Lorsque j'émerge le lendemain matin, un petit bras potelé me barre le visage et des cheveux noirs me rentrent à moitié dans la bouche. Lola est en biais dans le lit, ses pieds sur Nina, sa tête sur moi. Je m'extirpe tant bien que mal du lit et abandonne les deux femmes pour rejoindre mon pire cauchemar. Comme hier soir, on me sert le même discours, je m'énerve mais ça ne change rien, bien évidemment. 

— Je suis sincèrement navré M. Turner, mais l'hôtel est complet.  

— Même pas un placard à balais? je tente de négocier.

Je passe une main lasse sur mon visage quand une petite chose me percute avec entrain.  

— Je suis ton nouveau punching ball préféré? je me marre en ébouriffant ses cheveux. 

— C'est quoi un pouchine ball?

Je rigole et croise les yeux attendris de Nina qui me sourit timidement. Elle porte une jupe crayon noire avec un chemisier blanc, un peu trop boutonné à mon goût. Ses talons mettent en valeur le galbe de ses jambes et je déglutis avec difficulté.

— Pourquoi tu la regardes comme ça?

— Hein? 

— Tu la trouves pas jolie? Tu es bizarre.

— Je .. euh ... si, bien sur que si, je marmonne mal à l'aise. Elle est magnifique ta grande sœur.

Le moment est vite interrompu par une Kim furibonde qui débarque devant nous.

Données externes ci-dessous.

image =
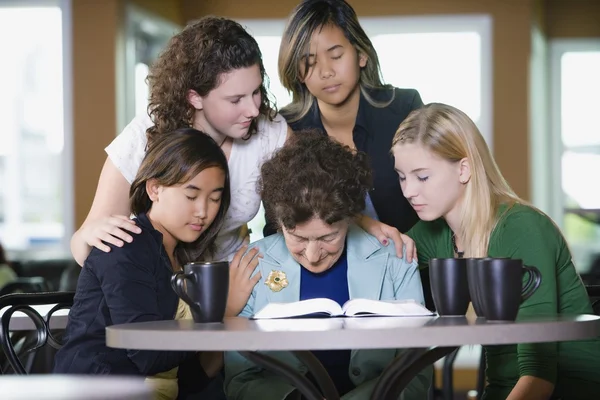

— Je peux savoir où tu as passé la nuit? Je me suis faite un sang d'encre!

— Et pourquoi donc te préoccupes tu de ma vie? On est divorcé Kim. Tu n'as pas à savoir ce que je fais de mes nuits, ni avec qui je les passe. Et la prochaine fois que tu me joues un coup pareil, je te vire.

— Tu n'oserais pas, dit elle les bras croisés avec son air hautain qui m'exaspère un peu plus à chaque fois.

— Tu veux parier?, je la menace alors qu'elle perd un peu de sa superbe.

Son travail, c'est tout ce qui lui reste. Elle n'a rien obtenu à notre divorce, parce que j'avais accepté d'écouter mon père qui m'avait forcé à faire un contrat de mariage pour me couvrir et j'en suis bien content aujourd'hui.